Arnaud Dubus (Libération)
Sunday, September 04, 2005
Saturday, September 03, 2005
Reportage dans le sud thaïlandais
Les profs bouddhistes dans le collimateur des insurgés du Sud Thaïlandais
Thira Songsuk, professeur à l’école Ba Ngoi Si Ne, dans la province thaïlandaise de Yala, ne se sépare plus de son arme à feu. Pour lui, c’est une simple question de survie : en 27 ans de carrière dans le sud profond à majorité musulmane du pays, cet instit charpenté comme un bûcheron dit n’avoir jamais connu de période aussi dangereuse, même au temps des maquis communiste dans les années 70. « Sans pistolet, nous sommes désavantagés. S’ils nous tirent dessus, on ne peut que s’enfuir. Avec une arme, on peut riposter. Et si on riposte, ils déguerpissent », lance ce vétéran. « Ils », ce sont les insurgés, des centaines, peut être des milliers, de jeunes musulmans rebelles à l’autorité du gouvernement central thaïlandais qui multiplient les assassinats et les attentats à la bombe. Depuis la recrudescence des violences en janvier de l’an dernier, environ 800 personnes ont été tuées, dont près de 200 par les forces de sécurité qui tentent de mater la rébellion par la force, non sans quelques grosses bavures.
Personne ne semble encore savoir clairement qui est derrière cette vague de violences sans précédent. Pour beaucoup, ces jeunes, prêts à tirer sur un enseignant qui rentre chez lui ou à décapiter un villageois bouddhiste, ont été eux-mêmes victimes des violences des forces de sécurité, ayant perdu qui un père abattu par les militaires, qui un frère enlevé par des policiers et disparu à jamais. Quelques séparatistes exploitent ce désir de vengeance à des fins politiques : ils recrutent, entraînent et financent ces adolescents à la dérive, pour la plupart sans revenus et issus de familles très pauvres. « D’après nos renseignements, la pose d’une bombe est rémunérée 10.000 bahts (200 euros) », précise le colonel Songvit Nounpakdi, chef d’une unité dans la province de Narathiwat. Soit l’équivalent de deux fois le salaire mensuel moyen dans cette région dont le développement économique a longtemps été négligé par le pouvoir central.

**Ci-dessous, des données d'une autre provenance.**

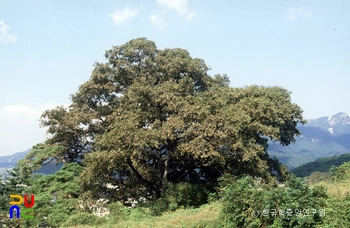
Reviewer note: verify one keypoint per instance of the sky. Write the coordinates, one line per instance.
(48, 48)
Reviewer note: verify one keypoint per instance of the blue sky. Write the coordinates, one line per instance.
(48, 48)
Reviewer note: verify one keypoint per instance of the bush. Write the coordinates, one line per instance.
(83, 219)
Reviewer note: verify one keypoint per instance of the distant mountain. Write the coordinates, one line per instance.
(322, 137)
(8, 162)
(320, 165)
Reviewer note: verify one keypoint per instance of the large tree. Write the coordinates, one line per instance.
(152, 117)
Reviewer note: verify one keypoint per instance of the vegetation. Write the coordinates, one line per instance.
(152, 126)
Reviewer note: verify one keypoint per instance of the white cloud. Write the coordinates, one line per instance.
(122, 15)
(5, 36)
(19, 127)
(178, 5)
(157, 21)
(294, 13)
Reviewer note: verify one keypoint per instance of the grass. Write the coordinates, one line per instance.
(205, 216)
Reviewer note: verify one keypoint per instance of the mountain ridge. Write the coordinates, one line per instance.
(322, 137)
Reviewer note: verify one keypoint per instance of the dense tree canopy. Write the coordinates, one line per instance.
(151, 117)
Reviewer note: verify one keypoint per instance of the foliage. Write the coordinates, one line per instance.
(246, 204)
(162, 119)
(83, 219)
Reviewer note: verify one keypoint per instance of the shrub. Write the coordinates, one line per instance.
(83, 219)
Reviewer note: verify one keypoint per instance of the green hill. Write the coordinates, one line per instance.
(320, 165)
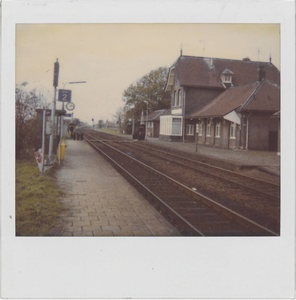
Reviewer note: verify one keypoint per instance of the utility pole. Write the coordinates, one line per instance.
(55, 84)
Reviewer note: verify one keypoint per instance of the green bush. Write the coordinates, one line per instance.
(38, 203)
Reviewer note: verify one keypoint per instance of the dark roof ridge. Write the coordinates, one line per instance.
(245, 83)
(226, 59)
(271, 83)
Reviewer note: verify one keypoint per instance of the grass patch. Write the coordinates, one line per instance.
(38, 204)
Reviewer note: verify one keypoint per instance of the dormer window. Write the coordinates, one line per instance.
(227, 78)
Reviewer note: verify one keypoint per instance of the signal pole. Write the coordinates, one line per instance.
(55, 84)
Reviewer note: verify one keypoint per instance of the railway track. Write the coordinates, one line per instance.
(193, 213)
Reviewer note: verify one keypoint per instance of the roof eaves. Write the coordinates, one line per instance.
(253, 93)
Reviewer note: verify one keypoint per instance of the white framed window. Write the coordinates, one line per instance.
(179, 97)
(218, 130)
(208, 127)
(175, 98)
(190, 129)
(170, 125)
(227, 78)
(233, 130)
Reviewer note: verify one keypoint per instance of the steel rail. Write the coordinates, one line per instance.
(204, 199)
(144, 187)
(214, 175)
(241, 176)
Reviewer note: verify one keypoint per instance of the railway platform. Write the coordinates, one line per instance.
(236, 159)
(100, 202)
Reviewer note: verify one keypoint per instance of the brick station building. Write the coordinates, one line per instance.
(223, 103)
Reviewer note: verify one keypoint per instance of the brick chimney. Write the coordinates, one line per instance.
(261, 73)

Les enseignants sont sur la ligne de front de cette guerre vicieuse qui ne cesse de s’amplifier à mesure que le gouvernement s’oriente vers le tout répressif. A 7h00 du matin, une centaine de jeunes enfants musulmans s’amusent sur le terrain de football de l’école Ba Yo, établie au bord d’une route de forêt à 40 kms de la ville de Yala. Ce n’est qu’un peu avant neuf heures que les profs arrivent : un convoi encadré de camions chargés de policiers armés de fusils d’assaut. Toute la journée, l’école sera gardée par quatre officiers de la police des frontières. « J’ai peur, car avant on n’avait pas l’impression que le danger était si proche de nous, maintenant on peut le sentir. Je voudrais être transférée ailleurs », confie Nipa Pinitwatjarawong, qui est l’une des dernières enseignantes bouddhistes qui travaille dans l’école. Il y a un mois, un villageois bouddhiste a été abattu sur sa moto sur la route qui passe devant l’école. Une directrice d’école, qui réside dans le district, a été assassinée quelque jours auparavant. Nipa est loin d’être la seule à partir de l’école où elle a été assignée : 3.400 enseignants ont fait leur demande de transfert depuis le début de l’année. Ils sont souvent remplacés par de jeunes étudiants locaux, qui n’ont pas toujours le niveau d’études requis. Nombreux sont deux qui déplorent cette fuite en masse. Interrogés sur l’hypothèse de la fermeture de certaines écoles pour des raisons de sécurité, Thira Songsuk, l’instit au pistolet, s’enflamme : « Ce serait comme si on acceptait la défaite. Cela voudrait dire que l’on accepte le fait que le gouvernement ne peut plus nous protéger. Si on accepte cela, les rebelles peuvent s’emparer du territoire puisque c’est cela qu’ils veulent ».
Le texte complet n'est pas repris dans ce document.